State Dept. Wants to Limit What Questions Conservative Group Can Ask Clinton’s Aides Under Oath
The State Department filed a request in federal court late Tuesday asking U.S. District Judge Emmet G. Sullivan to limit the scope of questions Judicial Watch can ask former aides to Hillary Clinton under oath during upcoming depositions in a FOIA lawsuit filed by the conservative legal advocacy group that seeks to determine whether Clinton’s use of a private e-mail server violated federal open records laws.
In February, Judge Sullivan found there was a “reasonable suspicion of bad faith” on behalf of the State Department in relation to its failure to ensure records from Clinton’s private server were properly retained and searched for FOIA purposes and granted Judicial Watch’s request to conduct discovery on the issue. Judicial Watch then submitted a discovery plan that sought to depose top Clinton State Department aides, including Patrick M. Kennedy, Cheryl Mills, Huma Abedin and Bryan Pagliano regarding their knowledge of the Clinton e-mail server.

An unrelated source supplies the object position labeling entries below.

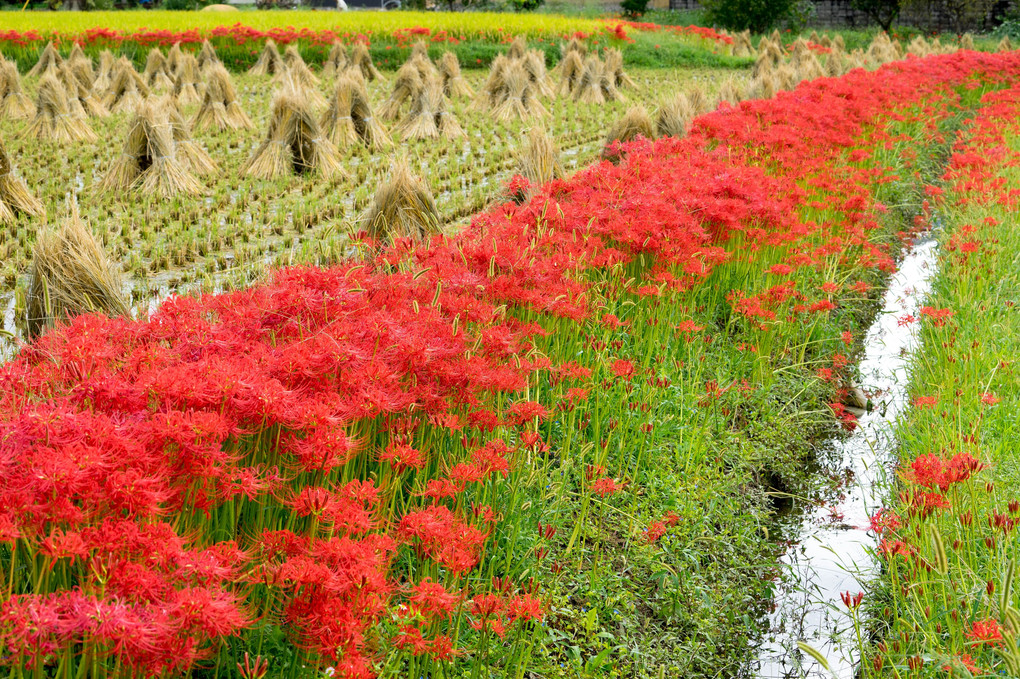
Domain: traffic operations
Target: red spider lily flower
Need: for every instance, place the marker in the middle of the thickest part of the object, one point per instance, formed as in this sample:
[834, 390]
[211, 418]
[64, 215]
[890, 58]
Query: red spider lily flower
[985, 631]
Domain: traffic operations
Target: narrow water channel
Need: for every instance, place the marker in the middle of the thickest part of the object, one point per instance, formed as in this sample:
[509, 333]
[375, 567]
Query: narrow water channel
[830, 549]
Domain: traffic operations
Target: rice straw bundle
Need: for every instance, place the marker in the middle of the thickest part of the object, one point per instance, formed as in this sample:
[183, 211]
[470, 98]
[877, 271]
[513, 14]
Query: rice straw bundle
[80, 97]
[403, 207]
[54, 117]
[517, 48]
[420, 122]
[70, 275]
[190, 153]
[570, 69]
[297, 67]
[519, 100]
[635, 123]
[173, 58]
[614, 69]
[337, 122]
[188, 82]
[675, 116]
[149, 162]
[126, 89]
[49, 58]
[14, 196]
[768, 59]
[294, 142]
[156, 74]
[362, 61]
[540, 161]
[454, 84]
[220, 109]
[337, 60]
[406, 87]
[207, 57]
[573, 45]
[369, 129]
[763, 87]
[534, 64]
[105, 72]
[269, 62]
[13, 102]
[494, 91]
[730, 91]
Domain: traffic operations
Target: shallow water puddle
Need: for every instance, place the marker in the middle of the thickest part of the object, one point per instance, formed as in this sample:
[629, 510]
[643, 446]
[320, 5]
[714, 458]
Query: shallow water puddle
[831, 549]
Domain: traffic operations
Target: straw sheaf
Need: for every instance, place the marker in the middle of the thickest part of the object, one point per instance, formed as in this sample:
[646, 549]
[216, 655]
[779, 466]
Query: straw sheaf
[294, 142]
[220, 109]
[269, 62]
[402, 207]
[49, 58]
[126, 89]
[14, 103]
[337, 60]
[54, 118]
[14, 195]
[70, 275]
[675, 116]
[519, 99]
[149, 161]
[207, 57]
[188, 86]
[406, 87]
[191, 154]
[614, 69]
[454, 83]
[540, 160]
[362, 61]
[635, 123]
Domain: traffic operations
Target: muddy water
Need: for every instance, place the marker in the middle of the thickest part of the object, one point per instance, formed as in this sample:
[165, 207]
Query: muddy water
[830, 546]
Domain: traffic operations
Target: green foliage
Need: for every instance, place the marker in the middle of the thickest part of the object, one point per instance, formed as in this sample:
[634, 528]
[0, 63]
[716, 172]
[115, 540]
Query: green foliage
[633, 8]
[758, 15]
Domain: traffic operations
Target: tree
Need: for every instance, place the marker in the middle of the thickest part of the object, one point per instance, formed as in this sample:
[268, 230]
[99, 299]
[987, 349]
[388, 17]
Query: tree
[758, 15]
[882, 12]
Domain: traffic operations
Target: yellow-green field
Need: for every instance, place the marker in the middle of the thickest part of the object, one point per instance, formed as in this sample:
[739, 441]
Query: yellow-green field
[230, 234]
[353, 21]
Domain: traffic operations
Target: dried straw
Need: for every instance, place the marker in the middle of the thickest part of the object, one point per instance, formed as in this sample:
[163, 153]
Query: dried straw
[614, 69]
[675, 116]
[207, 57]
[188, 82]
[13, 102]
[361, 60]
[70, 275]
[635, 123]
[49, 58]
[337, 60]
[294, 141]
[570, 69]
[540, 160]
[403, 207]
[105, 72]
[126, 89]
[14, 196]
[406, 87]
[269, 62]
[149, 161]
[220, 109]
[454, 84]
[54, 118]
[156, 74]
[191, 154]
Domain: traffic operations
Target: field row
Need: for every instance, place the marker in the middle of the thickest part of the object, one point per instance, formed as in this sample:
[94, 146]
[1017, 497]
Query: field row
[402, 466]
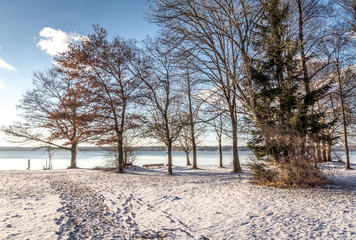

In its response to Judicial Watch’s proposal, the State Department asked Judge Sullivan order that Judicial Watch cannot question the Clinton aides under oath about “the substantive information sought by [Judicial Watch] in its FOIA request in this case, which involves the employment status of a single employee [Huma Abedin]; the storage, handling, transmission, or protection of classified information, including cybersecurity issues; and questions about pending investigations.” The latter part clearly refers to the ongoing FBI investigation.
Additionally, the State Department also asked the court to allow them three days to review any deposition transcripts before they are made public and, “if necessary, seek an order precluding public release, quotation or paraphrase of any inadvertently disclosed classified information, information specifically exempted from disclosure by statute, or information relating to the pending FBI investigation.”
Judge Sullivan is expected to make a final ruling on the discovery motions by April 12.